The section included four areas of rock excavation to move the highway to the south, totalling some 50,000 cu yd and entailing 70,000 soil nails.
“They are fighting the elements of wind and snow and cold.”
—Matt Aguirre, Senior Division Manager, AtkinsRéalis
Package 2 encompassed two miles of the west section, says Hogan, with 350,000 cu yd of rock cut adjacent to I-70. “We did a 220-ft-tall cut through drill and blast while keeping the highway open.” Crews are down to one or two blasts per week, he adds.
“We’re working to streamline blasting operations between 9 to 3” during the day, he says. “This corridor had 45 mph [capacity] curves. We’re upgrading it to 55 mph. We’re moving the mountain to flatten the curve. At the bottom of Floyd Hill is a sharp curve, [with capacity for] 35 mph, and a 7% grade.” The project section will lessen the grade to about 3-4% and is slated for completion in 2028.
“US 6 merges on the left into westbound I-70, and that’s tricky when navigating the curve,” Hogan adds. “That goes away too.” A frontage road is being extended by about a mile as well.

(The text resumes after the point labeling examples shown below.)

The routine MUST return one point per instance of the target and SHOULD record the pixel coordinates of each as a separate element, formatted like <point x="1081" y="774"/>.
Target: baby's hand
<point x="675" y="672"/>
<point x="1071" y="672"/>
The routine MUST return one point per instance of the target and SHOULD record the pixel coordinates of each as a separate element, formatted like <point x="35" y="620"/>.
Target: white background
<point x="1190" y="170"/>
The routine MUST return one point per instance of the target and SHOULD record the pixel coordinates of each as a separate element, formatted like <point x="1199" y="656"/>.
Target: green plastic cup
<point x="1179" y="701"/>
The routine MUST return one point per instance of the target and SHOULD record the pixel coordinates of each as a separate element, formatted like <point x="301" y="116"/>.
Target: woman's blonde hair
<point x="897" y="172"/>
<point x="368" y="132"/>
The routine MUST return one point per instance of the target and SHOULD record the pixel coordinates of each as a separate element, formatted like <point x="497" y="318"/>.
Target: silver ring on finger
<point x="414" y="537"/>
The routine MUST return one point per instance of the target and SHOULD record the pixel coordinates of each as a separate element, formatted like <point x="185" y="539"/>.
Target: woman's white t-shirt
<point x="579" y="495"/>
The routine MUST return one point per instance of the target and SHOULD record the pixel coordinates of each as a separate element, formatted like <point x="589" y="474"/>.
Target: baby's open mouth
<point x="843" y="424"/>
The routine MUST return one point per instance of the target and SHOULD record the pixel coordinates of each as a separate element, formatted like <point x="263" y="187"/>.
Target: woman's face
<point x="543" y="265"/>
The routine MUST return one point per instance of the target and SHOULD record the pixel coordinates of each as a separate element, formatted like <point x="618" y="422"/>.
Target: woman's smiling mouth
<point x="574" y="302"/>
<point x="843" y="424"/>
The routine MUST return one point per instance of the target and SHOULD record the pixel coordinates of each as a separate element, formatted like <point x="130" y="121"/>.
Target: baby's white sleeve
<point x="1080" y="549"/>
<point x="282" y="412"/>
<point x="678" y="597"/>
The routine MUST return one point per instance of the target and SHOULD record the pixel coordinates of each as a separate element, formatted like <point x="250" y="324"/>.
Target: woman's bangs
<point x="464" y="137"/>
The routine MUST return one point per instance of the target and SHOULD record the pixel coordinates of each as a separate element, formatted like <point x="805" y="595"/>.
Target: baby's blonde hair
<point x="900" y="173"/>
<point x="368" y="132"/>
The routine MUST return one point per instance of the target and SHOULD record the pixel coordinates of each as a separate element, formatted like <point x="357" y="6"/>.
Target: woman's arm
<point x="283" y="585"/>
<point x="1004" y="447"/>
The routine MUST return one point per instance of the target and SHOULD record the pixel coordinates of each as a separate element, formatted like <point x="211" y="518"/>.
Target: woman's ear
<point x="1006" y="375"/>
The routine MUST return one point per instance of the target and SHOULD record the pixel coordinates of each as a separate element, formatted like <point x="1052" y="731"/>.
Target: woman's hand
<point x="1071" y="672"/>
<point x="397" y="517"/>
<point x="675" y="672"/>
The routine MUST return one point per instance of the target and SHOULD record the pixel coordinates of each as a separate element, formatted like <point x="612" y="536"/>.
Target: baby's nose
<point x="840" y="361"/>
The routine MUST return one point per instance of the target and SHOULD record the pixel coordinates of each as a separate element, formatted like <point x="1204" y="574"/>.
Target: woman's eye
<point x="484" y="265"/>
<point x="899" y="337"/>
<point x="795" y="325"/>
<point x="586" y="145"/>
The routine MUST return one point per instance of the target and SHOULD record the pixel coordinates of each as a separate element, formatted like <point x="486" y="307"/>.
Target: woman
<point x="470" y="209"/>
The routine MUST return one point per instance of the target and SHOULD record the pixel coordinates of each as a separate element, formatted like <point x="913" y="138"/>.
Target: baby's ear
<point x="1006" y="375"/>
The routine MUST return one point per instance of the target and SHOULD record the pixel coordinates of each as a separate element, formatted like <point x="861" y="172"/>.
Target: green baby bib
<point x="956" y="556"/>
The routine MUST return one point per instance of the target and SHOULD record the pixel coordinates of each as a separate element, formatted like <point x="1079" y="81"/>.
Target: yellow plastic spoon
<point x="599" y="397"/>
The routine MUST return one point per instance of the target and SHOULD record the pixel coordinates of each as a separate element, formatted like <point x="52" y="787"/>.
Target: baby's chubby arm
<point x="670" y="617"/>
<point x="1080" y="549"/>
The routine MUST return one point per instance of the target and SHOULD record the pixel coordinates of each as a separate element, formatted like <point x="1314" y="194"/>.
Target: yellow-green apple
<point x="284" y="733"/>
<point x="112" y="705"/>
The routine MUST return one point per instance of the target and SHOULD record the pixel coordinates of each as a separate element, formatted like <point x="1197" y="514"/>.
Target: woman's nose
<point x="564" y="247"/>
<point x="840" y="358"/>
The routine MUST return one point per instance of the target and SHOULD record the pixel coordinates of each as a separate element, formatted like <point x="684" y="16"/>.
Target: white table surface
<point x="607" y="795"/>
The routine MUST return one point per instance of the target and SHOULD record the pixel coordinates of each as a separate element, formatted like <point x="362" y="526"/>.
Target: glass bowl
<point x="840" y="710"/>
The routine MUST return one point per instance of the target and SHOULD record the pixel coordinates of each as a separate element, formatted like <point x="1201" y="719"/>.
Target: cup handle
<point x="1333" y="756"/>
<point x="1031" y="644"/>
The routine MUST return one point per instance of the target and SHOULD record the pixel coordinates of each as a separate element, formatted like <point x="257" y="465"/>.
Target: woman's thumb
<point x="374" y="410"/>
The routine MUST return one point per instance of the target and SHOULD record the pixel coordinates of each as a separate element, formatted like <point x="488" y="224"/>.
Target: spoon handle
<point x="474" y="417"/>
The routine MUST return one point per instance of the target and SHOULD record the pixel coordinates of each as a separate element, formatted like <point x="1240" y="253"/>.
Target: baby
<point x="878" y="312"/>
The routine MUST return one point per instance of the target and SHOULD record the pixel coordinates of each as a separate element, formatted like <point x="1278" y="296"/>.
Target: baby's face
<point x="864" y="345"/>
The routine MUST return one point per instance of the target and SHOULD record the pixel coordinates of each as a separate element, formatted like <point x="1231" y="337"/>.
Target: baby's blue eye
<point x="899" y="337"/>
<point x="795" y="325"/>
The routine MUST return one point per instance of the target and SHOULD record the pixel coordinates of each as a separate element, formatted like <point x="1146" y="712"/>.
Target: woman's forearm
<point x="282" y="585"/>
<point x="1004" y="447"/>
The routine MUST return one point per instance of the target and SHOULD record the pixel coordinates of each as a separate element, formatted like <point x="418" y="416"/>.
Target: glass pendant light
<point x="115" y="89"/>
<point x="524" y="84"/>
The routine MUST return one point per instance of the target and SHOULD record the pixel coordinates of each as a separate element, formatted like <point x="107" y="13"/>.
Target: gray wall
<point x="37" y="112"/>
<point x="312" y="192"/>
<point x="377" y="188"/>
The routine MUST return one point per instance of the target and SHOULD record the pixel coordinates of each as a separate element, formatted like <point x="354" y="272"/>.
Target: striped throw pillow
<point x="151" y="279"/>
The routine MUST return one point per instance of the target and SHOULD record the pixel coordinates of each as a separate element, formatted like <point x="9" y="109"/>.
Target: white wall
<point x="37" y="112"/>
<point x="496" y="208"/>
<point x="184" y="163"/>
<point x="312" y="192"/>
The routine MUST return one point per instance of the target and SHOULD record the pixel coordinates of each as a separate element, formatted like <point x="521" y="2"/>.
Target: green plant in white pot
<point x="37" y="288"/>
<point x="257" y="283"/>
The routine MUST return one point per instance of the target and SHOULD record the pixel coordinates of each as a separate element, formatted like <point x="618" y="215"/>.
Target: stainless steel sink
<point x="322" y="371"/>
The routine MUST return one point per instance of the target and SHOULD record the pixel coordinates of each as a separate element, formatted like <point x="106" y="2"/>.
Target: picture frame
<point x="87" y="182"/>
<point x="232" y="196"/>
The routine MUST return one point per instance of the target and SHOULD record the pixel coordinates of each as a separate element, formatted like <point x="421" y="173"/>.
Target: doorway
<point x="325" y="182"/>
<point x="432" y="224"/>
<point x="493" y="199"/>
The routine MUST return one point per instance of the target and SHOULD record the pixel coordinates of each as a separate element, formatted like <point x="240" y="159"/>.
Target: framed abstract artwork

“The central section is the meat of the project,” says Hogan. It includes eight structures, including the viaduct over Clear Creek. “Just to build it, another contract was put out to build access and accelerate the schedule while the bridge was being designed,” he says. “Otherwise it would take nine months to start building the bridge.”
Across the section, bridge foundations range in depth from 30 ft to 80 ft, with drilled shafts ranging from 36 ft to 90 ft in diameter and one pier location requiring a cofferdam. The upgraded westbound I-70 is scheduled to open in 2027, with the eastbound lanes in 2028. “We’ll have one more year after that for restoration and landscaping and frontage work,” says Hogan. The project entails approximately 150,000 sq ft of soil nail walls, 30,000 sq ft of mechanically stabilized wire basket wall and some 1 million cu yd of excavation.
Crews must conduct periodic blasting and scaling operations to allow for the changed alignment.
Photo courtesy of Colorado Department of Transportation
“We try to process as much of the excavation into backfill and aggregate on site,” says Hogan. “If it’s good quality, it goes into crushing operations. Not all of it can be used, so we partner with landowners to develop some fill sites.” About 30% of the material is recyclable.
Subcontractor Arizona Drilling and Blasting, a division of Fisher Industries, will conduct some 150,000 cu yd of excavation through the spring in the west section and some 30,000 cu yd for the central section, says Hogan.
Aguirre notes that Kraemer was able to avoid realigning Clear Creek, which is a popular spot for rafters and anglers. At the 20% design stage, the plan was for three rock cuts in the western section and realigning the creek. “The contractor said that this rock on the northern face is much more solid than on the other side of the creek,” he notes. A larger cut avoided disturbing the creek.
“The CMGC delivery method was the only way to deliver this project in this location,” says Kionka. “It allowed the owner to take on risk where we saw it.”